As informações sobre os processos de identificação geográfica do Vale do Piranga e de Pitangui vieram do coordenador da Câmara Técnica Estadual de Cachaça de Alambique da Empresa Mineira de Assistência Técnica e Extensão Rural (Emater/MG), Lucas Carneiro, e do coordenador de Articulação Agroindustrial e Agregação de Valor do Ministério da Agricultura e da Agropecuária (Mapa), Fabrício Santana.
A expectativa é que essa identificação geográfica seja o início de um processo de valorização dos produtos regionais, de forma semelhante ao que ocorreu com Salinas. Isso também traz, segundo Lucas Carneiro, um resgate de valores históricos. Uma das descobertas desse trabalho foi um alambique do início do século XVIII, o mais antigo em operação no Estado, que existe no município de Presidente Bernardes (Mata), no Vale do Piranga.
Para a vice-presidenta da Comissão de Cultura e autora do requerimento para realização da reunião, deputada Andréia de Jesus (PT), a principal preocupação é que esse processo de identificação e valorização beneficie também as comunidades quilombolas e o povo negro. “Pesquisas históricas demonstram que os africanos escravizados foram os principais responsáveis pelo domínio técnico da cultura da cana, dos processos de fermentação e destilação”, destacou ela.

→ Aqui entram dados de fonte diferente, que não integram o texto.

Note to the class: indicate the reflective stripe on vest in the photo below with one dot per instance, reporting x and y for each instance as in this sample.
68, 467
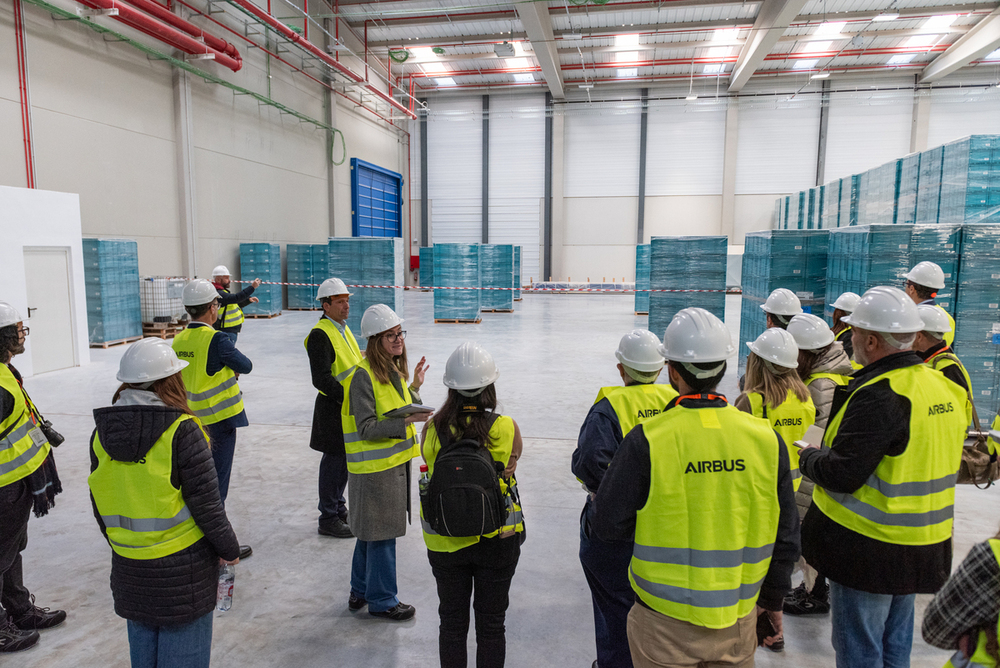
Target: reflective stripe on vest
941, 361
909, 499
144, 514
384, 453
500, 447
230, 314
981, 657
347, 354
211, 398
24, 447
713, 482
791, 420
634, 404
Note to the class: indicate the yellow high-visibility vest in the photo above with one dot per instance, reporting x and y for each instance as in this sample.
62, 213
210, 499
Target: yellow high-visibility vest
211, 398
500, 446
384, 453
791, 420
704, 538
144, 514
910, 498
348, 354
981, 657
23, 446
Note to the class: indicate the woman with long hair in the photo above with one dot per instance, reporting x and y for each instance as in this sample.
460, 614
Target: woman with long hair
155, 495
379, 449
481, 563
963, 615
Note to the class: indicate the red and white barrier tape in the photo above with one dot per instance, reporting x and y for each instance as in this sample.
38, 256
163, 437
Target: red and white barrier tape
531, 289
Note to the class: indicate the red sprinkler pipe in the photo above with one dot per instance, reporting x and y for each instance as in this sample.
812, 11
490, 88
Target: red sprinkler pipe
157, 29
296, 38
159, 11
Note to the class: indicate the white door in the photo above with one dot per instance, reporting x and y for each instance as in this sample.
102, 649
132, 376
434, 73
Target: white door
46, 271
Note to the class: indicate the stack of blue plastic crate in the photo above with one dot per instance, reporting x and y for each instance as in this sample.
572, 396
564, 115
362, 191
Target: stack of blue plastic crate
977, 327
457, 266
642, 279
517, 273
864, 256
427, 266
263, 261
111, 273
299, 258
376, 265
686, 263
772, 259
496, 266
941, 244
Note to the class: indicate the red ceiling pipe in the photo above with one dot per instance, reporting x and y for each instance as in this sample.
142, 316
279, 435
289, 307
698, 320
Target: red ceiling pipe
145, 23
294, 37
159, 11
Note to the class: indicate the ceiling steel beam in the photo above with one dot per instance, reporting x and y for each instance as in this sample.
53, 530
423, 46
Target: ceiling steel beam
983, 38
772, 19
538, 25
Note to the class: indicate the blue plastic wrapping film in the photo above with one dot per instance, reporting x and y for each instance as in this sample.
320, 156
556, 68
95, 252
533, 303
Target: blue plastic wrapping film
686, 263
427, 266
496, 262
111, 276
263, 261
978, 320
642, 278
457, 265
791, 259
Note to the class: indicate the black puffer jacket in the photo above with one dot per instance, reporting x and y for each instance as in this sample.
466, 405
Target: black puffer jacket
181, 587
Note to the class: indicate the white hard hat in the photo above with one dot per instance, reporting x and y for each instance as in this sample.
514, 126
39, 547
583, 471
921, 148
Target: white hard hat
810, 332
198, 292
470, 367
9, 315
694, 335
928, 275
777, 347
935, 320
378, 318
888, 310
782, 302
640, 350
332, 287
847, 302
148, 360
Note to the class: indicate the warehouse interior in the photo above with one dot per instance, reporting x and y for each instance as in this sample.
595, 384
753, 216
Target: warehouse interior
561, 158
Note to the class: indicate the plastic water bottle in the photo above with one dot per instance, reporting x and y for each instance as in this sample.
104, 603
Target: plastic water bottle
424, 482
227, 579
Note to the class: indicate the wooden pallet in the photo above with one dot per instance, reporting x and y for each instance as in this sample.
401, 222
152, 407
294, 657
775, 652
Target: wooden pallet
108, 344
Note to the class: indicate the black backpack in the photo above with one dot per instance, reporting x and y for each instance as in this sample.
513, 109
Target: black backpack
463, 497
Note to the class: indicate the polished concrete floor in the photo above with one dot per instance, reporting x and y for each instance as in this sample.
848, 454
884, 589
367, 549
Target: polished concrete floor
290, 604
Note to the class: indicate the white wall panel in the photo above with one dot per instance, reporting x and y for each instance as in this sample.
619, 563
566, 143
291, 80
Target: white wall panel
867, 129
455, 169
777, 145
602, 150
684, 148
517, 174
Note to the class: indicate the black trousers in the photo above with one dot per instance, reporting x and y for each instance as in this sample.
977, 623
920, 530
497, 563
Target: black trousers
485, 568
15, 509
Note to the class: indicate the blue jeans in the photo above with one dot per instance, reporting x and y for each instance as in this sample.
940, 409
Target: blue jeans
373, 573
606, 566
184, 646
223, 448
871, 630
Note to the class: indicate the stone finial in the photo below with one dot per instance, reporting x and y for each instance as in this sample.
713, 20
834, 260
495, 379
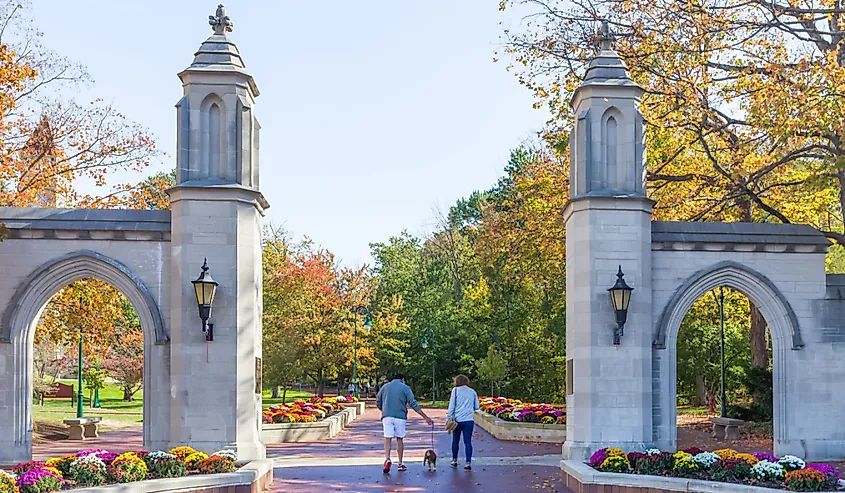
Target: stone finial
220, 22
605, 37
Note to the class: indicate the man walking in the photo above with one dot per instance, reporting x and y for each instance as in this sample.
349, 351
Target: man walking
393, 400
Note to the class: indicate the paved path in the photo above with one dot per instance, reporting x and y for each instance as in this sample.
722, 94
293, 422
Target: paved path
351, 462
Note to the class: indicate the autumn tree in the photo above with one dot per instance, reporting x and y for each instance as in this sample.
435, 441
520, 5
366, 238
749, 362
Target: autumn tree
48, 140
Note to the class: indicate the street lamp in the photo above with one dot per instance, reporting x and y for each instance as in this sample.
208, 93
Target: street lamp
620, 296
205, 287
720, 300
361, 310
429, 335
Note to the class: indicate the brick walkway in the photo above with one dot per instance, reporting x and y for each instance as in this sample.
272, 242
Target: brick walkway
351, 462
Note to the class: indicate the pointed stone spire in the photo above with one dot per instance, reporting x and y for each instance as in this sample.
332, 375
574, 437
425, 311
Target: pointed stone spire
218, 51
607, 67
220, 22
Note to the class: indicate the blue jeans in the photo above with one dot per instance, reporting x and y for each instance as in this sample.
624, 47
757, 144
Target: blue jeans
464, 428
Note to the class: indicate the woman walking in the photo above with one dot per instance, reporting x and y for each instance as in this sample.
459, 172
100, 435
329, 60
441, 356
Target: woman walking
462, 406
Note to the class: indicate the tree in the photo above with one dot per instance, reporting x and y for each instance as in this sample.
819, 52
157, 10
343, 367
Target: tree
48, 139
493, 369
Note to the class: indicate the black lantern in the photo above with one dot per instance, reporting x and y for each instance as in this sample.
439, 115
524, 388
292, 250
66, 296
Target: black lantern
620, 296
205, 287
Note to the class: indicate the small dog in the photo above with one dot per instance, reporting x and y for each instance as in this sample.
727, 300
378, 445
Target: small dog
430, 459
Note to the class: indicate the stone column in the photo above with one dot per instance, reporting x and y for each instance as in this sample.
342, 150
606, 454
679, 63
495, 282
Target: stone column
608, 225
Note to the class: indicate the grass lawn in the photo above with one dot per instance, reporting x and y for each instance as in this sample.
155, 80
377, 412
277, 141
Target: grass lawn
291, 396
115, 412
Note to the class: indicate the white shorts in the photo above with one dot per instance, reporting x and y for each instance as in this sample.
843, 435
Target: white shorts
393, 427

Ela cobrou uma política de fomento diferenciada para estas comunidades, a fim de enfrentar a desigualdade estrutural que limita seu acesso a políticas públicas de apoio, certificação e crédito.
A mesma defesa foi feita pelo professor de História José Newton Meneses, da Universidade Federal de Minas Gerais (UFMG). Especialista em história alimentar mineira, ele defendeu uma reorientação de políticas públicas. “A política de patrimônio precisa ter caráter de inclusão. Não como foi feito até hoje, com exclusão”, cobrou.
Meneses foi um dos responsáveis pelo registro do processo de produção do queijo artesanal em Minas Gerais. “Posso estar equivocado, mas eu acho que esse tipo de pesquisa ainda não foi feita sobre a cachaça. Há um risco de perda deste processo”, alertou ele.
Comunidade quilombola usa a cachaça como instrumento de luta e identidade
Um dos exemplos dessa produção de cachaça pelo povo negro é a Pontinha da Cana, bebida exibida na audiencia pública por Renato Gonçalves, morador da Comunidade Quilombola de Pontinha, no município de Paraopeba (Central). “A gente quando vai entrar na viela das políticas públicas, a gente fica muito abandonado nisso”, queixou-se Gonçalves.
Ele afirmou que a produção de cachaça é um instrumento de luta da comunidade, que busca recuperar o controle de um território que hoje está ocupado por uma empresa de monocultura de eucalipto. “Pontinha briga há muito tempo e de maneira muito ferrenha para que o processo do Incra se concretize e a gente possa ter domínio desta terra”, afirmou. O reconhecimento oficial da Pontinha da Cana poderia ajudar nisso, uma vez que hoje a maior parte da produção é comercializada apenas na própria comunidade e arredores.
A importância da aguardente de cana para o povo negro também foi explicada, durante a audiencia pública, pelo Pai Ricardo de Moura, mestre de saberes tradicionais de matriz africana. “O sangue dos meus (antepassados) aguou quantos canaviais?”, lembrou ele.
Uma oportunidade para as comunidades quilombolas que produzem cachaça artesanal foi divulgada pelo representante do Mapa, Fabrício Santana. Ele informou que há um edital de premiação dos “Guardiões da Sociobiodiversidade”, no valor de R$ 50 mil, que selecionará doze comunidades quilombolas.
Já o analista de Patrimônio Cultural Imaterial do Instituto do Patrimônio Histórico e Artístico de Minas Gerais (Iepha), Gabriel Nunes da Silva, disse que as informações sobre o processo necessário para obtenção de registro estão disponíveis no site da instituição. Ao final da reunião, a deputada Andréia de Jesus afirmou que um dos requerimentos elaborados é para solicitar ao Iepha que tome a iniciativa de buscar a anuência das comunidades quilombolas para iniciar processos de registro de suas cachaças artesanais.